Here is a list, just off the top of my head, of all the 'socialist' vectors currently in our economy.
1) Social Security
2) Medicare
3) Medicaid
4) publicly owned utilities (electricity, water, sewer, gas, innterTubes)
5) public education
6) highways
7) FAA
8) Dept. of Agriculture food inspection
9) $20 billion/year in farm subsidy
10) FDA drug approval
11) EPA (I know, it has no legitmate remit)
12) publicly financed sports arenas
13) pro sports restrictions: salary caps, drafts, limited player movement
14) tariffs (yes, these are just taxes on consumers, allowing domestic producers to raise price)A
15) NOAA (yes, it's being run by the guy from AccuWeather who wants to put NOAA down)

05 February 2019

A New Coat of Paint - part the second

Below were my considerations when Apple brought in Ahrendts (2013) to be 'retail chief'. I wasn't impressed. Today we find out I was right. I will say that 5 years, give or take, is longer than I expected.


This isn't going to go well. The data make it quite clear that the high-end cellphone market is full up. With countries, outside the Euro in particular, aiming to aggressively control their exchange rate, it is foolish to assume that US/Euro upper-class exist elsewhere in large numbers. One fiat from the Berserkerstan Central Bank, and all that moolah goes poof!

Angela Ahrendts was able convince the well-to-do that a Burberry coat was only good for one season, therefore only the poor had one. The truly conspicuous consumer must have a different one for each season.
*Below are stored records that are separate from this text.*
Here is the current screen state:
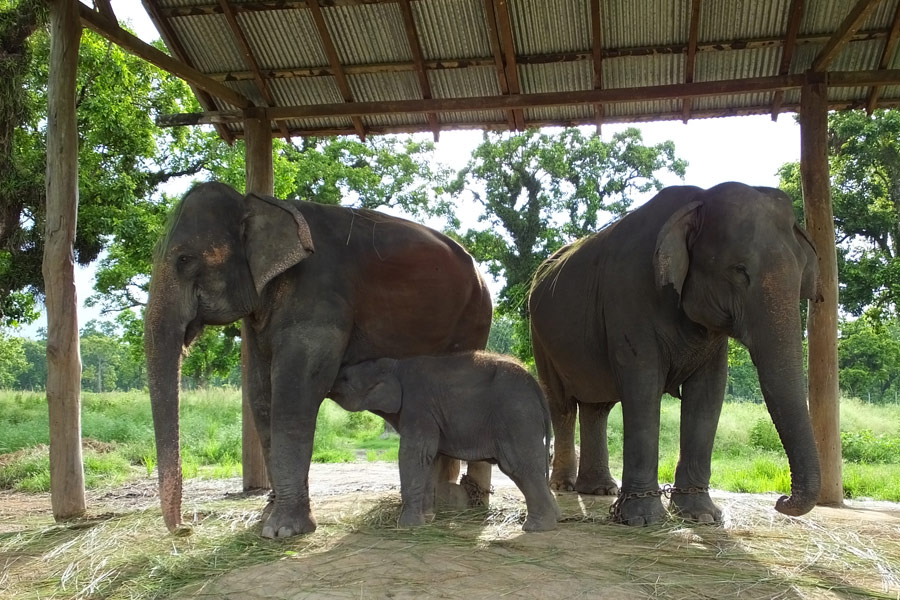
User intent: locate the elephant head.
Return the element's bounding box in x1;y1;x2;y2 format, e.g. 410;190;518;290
654;184;821;515
331;358;403;414
144;183;313;530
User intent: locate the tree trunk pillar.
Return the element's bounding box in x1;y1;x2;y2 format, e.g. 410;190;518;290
42;0;86;521
241;109;275;490
800;81;844;506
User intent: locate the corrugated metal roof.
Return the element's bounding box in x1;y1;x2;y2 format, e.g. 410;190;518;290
130;0;900;135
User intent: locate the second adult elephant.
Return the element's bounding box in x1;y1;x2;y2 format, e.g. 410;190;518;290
144;183;491;537
529;183;820;524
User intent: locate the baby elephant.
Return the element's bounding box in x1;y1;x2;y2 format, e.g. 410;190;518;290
330;352;559;531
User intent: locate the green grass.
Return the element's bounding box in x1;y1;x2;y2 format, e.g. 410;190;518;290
0;389;900;501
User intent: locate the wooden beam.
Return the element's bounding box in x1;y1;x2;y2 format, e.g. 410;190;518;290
209;28;890;84
681;0;700;123
241;110;275;491
399;0;441;142
77;2;253;108
309;0;366;140
866;2;900;116
493;0;525;131
590;0;605;135
811;0;881;72
42;0;90;521
800;83;844;506
219;0;290;140
772;0;806;121
141;0;234;144
484;0;516;131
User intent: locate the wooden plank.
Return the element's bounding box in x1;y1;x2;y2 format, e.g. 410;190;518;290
398;0;441;142
219;0;290;139
42;0;86;521
241;110;275;491
141;0;234;144
800;83;844;506
483;0;516;131
590;0;605;135
309;0;366;140
681;0;700;123
78;2;253;108
866;2;900;116
772;0;806;121
206;29;890;84
493;0;525;131
811;0;881;72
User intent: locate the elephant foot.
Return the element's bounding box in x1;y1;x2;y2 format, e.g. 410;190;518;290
610;492;668;526
262;503;316;538
397;508;425;527
669;490;723;525
575;471;619;496
522;513;557;533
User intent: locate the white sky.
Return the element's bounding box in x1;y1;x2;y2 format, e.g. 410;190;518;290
20;0;800;336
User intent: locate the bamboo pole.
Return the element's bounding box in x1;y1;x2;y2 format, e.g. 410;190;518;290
800;83;844;506
241;110;275;490
42;0;86;521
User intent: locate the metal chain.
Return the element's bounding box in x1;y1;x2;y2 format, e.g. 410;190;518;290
609;483;709;523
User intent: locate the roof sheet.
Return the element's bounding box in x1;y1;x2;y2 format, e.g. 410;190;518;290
135;0;900;135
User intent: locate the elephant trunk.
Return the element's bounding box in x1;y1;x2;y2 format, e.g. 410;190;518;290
144;274;186;532
749;299;821;516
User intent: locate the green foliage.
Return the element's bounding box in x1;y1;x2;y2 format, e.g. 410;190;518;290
780;110;900;319
448;128;686;358
750;417;784;452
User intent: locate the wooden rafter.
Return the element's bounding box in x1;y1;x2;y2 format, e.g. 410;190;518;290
811;0;881;71
493;0;525;131
484;0;516;131
399;0;441;142
866;3;900;115
200;28;890;84
590;0;605;135
308;0;366;140
143;0;234;144
681;0;700;123
772;0;806;121
219;0;290;140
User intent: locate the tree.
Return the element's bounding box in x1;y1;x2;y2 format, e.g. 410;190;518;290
449;128;687;359
780;110;900;319
0;12;227;324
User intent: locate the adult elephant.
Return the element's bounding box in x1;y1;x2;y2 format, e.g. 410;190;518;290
144;183;491;537
529;183;820;525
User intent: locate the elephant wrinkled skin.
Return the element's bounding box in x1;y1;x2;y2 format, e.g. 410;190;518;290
144;183;491;537
331;352;560;531
529;183;820;524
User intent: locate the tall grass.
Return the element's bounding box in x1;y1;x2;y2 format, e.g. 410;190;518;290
0;388;900;502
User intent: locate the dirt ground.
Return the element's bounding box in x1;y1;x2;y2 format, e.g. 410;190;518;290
0;463;900;600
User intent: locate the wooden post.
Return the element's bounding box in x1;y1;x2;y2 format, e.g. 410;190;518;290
241;109;275;490
800;82;844;506
42;0;85;521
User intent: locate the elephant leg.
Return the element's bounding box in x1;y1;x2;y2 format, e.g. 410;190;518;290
614;365;666;525
671;340;728;523
262;325;349;538
575;402;619;496
398;427;438;527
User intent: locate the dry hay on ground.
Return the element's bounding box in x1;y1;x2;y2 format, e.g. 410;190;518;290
0;464;900;600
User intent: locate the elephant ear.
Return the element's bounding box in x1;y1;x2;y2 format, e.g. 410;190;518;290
794;223;824;302
653;200;703;295
244;194;315;293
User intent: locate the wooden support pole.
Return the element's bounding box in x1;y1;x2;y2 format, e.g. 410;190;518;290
42;0;86;521
241;109;275;490
800;83;844;506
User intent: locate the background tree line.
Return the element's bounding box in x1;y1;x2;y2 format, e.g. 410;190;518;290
0;0;900;401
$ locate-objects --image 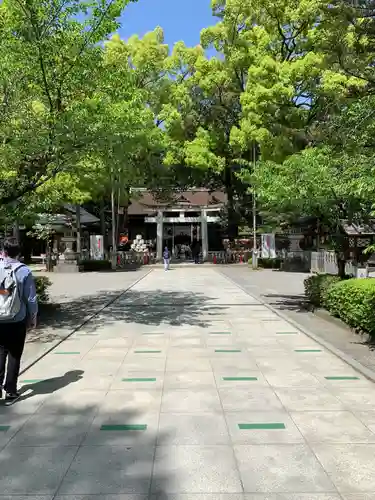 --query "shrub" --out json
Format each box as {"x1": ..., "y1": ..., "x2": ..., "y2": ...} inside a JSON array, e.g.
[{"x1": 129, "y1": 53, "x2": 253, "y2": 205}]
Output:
[
  {"x1": 34, "y1": 276, "x2": 52, "y2": 304},
  {"x1": 303, "y1": 274, "x2": 341, "y2": 307},
  {"x1": 78, "y1": 260, "x2": 111, "y2": 272},
  {"x1": 324, "y1": 278, "x2": 375, "y2": 337},
  {"x1": 258, "y1": 258, "x2": 281, "y2": 269}
]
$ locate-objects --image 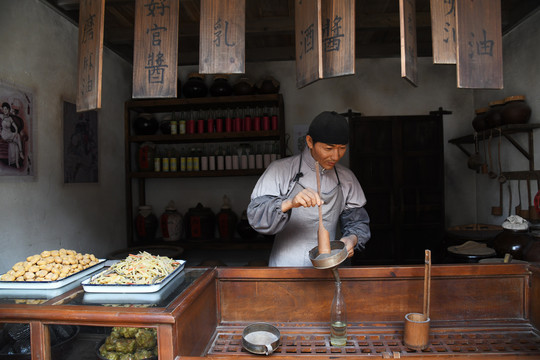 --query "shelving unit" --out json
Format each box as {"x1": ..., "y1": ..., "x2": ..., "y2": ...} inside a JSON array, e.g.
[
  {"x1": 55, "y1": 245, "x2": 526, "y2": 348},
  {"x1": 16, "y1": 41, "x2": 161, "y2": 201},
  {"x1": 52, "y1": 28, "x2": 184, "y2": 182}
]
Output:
[
  {"x1": 124, "y1": 94, "x2": 286, "y2": 246},
  {"x1": 448, "y1": 124, "x2": 540, "y2": 180}
]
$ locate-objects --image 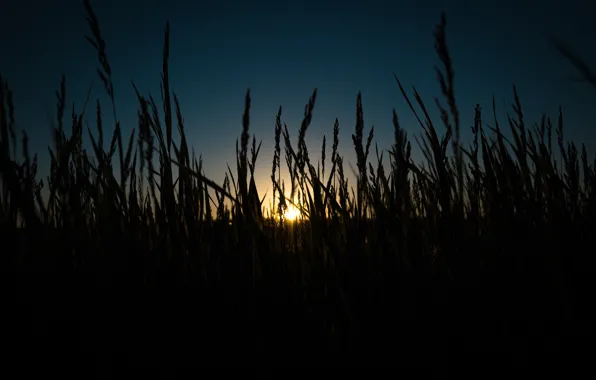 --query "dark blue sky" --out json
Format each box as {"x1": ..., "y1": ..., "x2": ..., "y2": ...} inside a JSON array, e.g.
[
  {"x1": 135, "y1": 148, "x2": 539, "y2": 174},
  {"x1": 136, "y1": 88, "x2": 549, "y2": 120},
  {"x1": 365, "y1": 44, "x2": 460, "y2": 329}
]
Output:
[{"x1": 0, "y1": 0, "x2": 596, "y2": 202}]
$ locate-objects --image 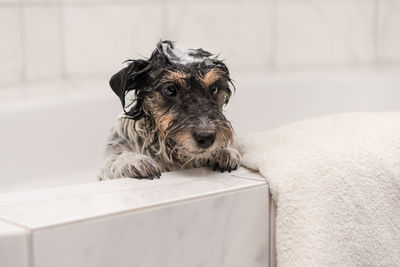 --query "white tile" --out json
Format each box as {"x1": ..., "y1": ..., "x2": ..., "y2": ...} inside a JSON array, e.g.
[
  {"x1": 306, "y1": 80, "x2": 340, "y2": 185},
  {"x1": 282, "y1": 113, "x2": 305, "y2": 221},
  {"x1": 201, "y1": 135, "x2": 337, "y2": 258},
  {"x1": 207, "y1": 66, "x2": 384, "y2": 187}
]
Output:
[
  {"x1": 0, "y1": 168, "x2": 265, "y2": 229},
  {"x1": 165, "y1": 1, "x2": 271, "y2": 73},
  {"x1": 277, "y1": 0, "x2": 374, "y2": 68},
  {"x1": 0, "y1": 219, "x2": 29, "y2": 267},
  {"x1": 24, "y1": 7, "x2": 61, "y2": 80},
  {"x1": 0, "y1": 7, "x2": 22, "y2": 86},
  {"x1": 378, "y1": 1, "x2": 400, "y2": 63},
  {"x1": 33, "y1": 187, "x2": 268, "y2": 267},
  {"x1": 64, "y1": 4, "x2": 163, "y2": 75}
]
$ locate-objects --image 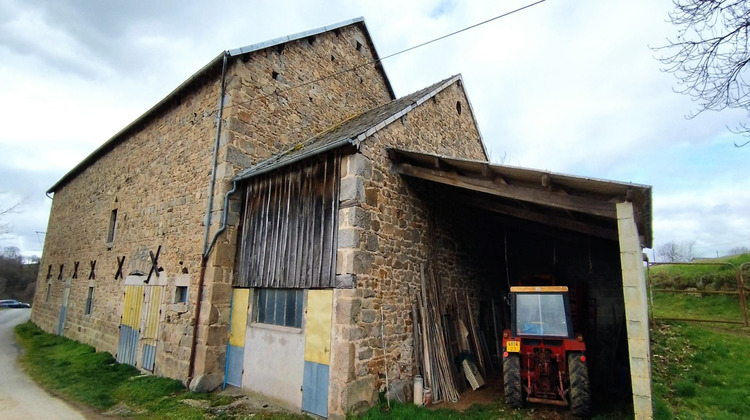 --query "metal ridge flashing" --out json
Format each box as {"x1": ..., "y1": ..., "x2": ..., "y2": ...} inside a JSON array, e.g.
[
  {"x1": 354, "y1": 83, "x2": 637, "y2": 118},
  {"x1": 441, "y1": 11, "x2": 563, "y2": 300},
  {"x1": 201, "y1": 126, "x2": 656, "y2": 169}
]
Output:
[
  {"x1": 47, "y1": 17, "x2": 396, "y2": 194},
  {"x1": 229, "y1": 16, "x2": 365, "y2": 57}
]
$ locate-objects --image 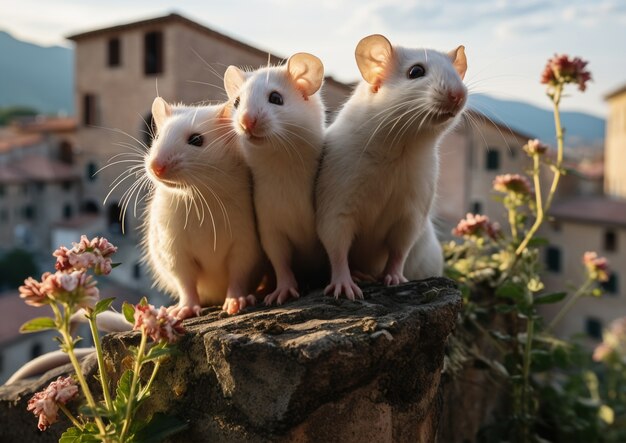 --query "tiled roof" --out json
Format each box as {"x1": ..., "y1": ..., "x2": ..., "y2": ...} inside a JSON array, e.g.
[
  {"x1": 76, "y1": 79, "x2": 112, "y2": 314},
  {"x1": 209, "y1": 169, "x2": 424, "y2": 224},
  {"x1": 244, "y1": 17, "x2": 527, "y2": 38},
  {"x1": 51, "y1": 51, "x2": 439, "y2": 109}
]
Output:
[
  {"x1": 550, "y1": 197, "x2": 626, "y2": 227},
  {"x1": 0, "y1": 155, "x2": 80, "y2": 183}
]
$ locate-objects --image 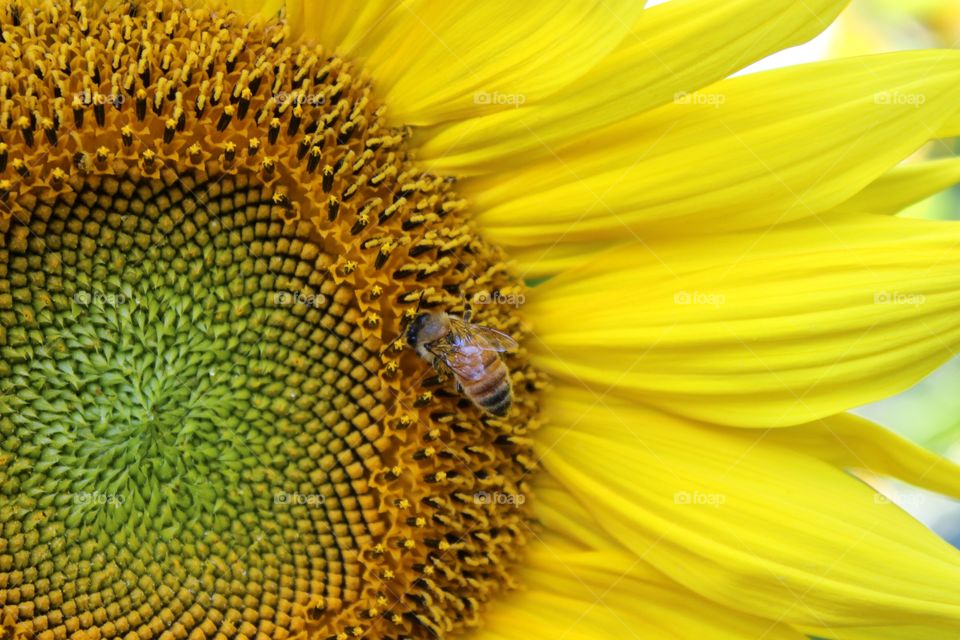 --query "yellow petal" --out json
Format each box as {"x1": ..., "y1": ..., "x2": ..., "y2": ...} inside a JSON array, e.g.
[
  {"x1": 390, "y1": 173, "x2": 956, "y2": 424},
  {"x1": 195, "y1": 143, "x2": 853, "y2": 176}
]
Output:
[
  {"x1": 523, "y1": 216, "x2": 960, "y2": 427},
  {"x1": 334, "y1": 0, "x2": 643, "y2": 125},
  {"x1": 474, "y1": 51, "x2": 960, "y2": 255},
  {"x1": 420, "y1": 0, "x2": 845, "y2": 174},
  {"x1": 764, "y1": 414, "x2": 960, "y2": 498},
  {"x1": 833, "y1": 158, "x2": 960, "y2": 215},
  {"x1": 538, "y1": 385, "x2": 960, "y2": 640},
  {"x1": 506, "y1": 158, "x2": 960, "y2": 278},
  {"x1": 223, "y1": 0, "x2": 285, "y2": 18},
  {"x1": 278, "y1": 0, "x2": 404, "y2": 54},
  {"x1": 470, "y1": 532, "x2": 804, "y2": 640}
]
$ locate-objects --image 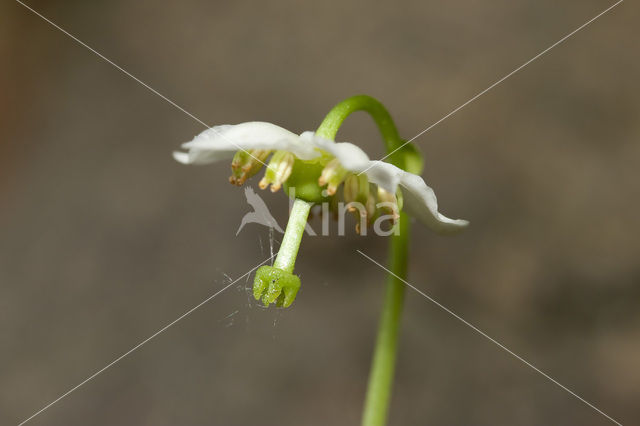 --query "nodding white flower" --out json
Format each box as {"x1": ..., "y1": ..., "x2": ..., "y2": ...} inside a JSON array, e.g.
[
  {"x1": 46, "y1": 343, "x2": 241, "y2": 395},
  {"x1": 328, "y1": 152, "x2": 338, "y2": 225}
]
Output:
[{"x1": 173, "y1": 121, "x2": 469, "y2": 233}]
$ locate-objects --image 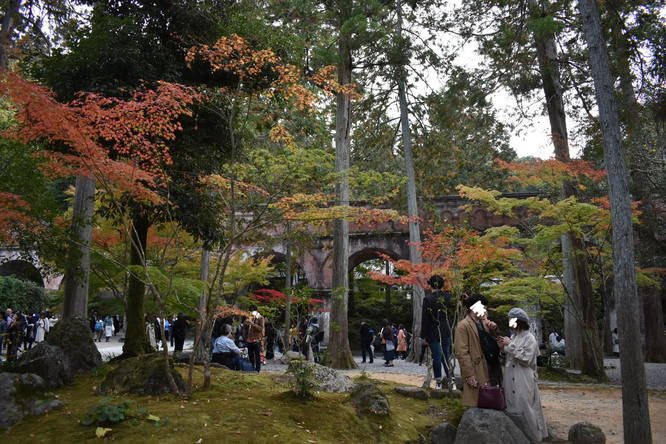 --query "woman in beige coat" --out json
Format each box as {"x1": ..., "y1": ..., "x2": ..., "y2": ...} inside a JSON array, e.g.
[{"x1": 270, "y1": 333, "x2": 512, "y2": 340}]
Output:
[
  {"x1": 499, "y1": 308, "x2": 548, "y2": 442},
  {"x1": 453, "y1": 295, "x2": 497, "y2": 407}
]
From an interview. What is Apple thinking? Can't imagine a worse fit.

Furthermore, we were almost ignoring some of our strongest assets. Our weaving facility in Yorkshire produced the exclusive waterproof gabardine on which the company was founded. Thomas Burberry had created this fabric and the trench coat design for those early military and exploration commissions. The weaving facility was near the Castleford trench coat factory, in the north of England - fortunately, we hadn't resorted to outsourcing in faraway places. What could be better than an authentic heritage brand with a great vertical supply chain? But we weren't investing in it. We weren't optimizing it.

So, Burberry was the best maker of its products? And Apple, et tu? Round nut, square hole.

Burberry used to have just a few basic styles of trench coats: Almost all were beige with the signature check lining, and the differences between them were minor. Now we have more than 300 SKUs, from capes and cropped jackets to the classic Burberry trench in a range of vibrant colors and styles, with everything from mink collars and alligator epaulets to studded leather sleeves.

Somehow, this just isn't going to work for Apple. 300 different iPhones? What, one for each day of the year? Cellphones aren't coats, for crying out loud! Oh, boy.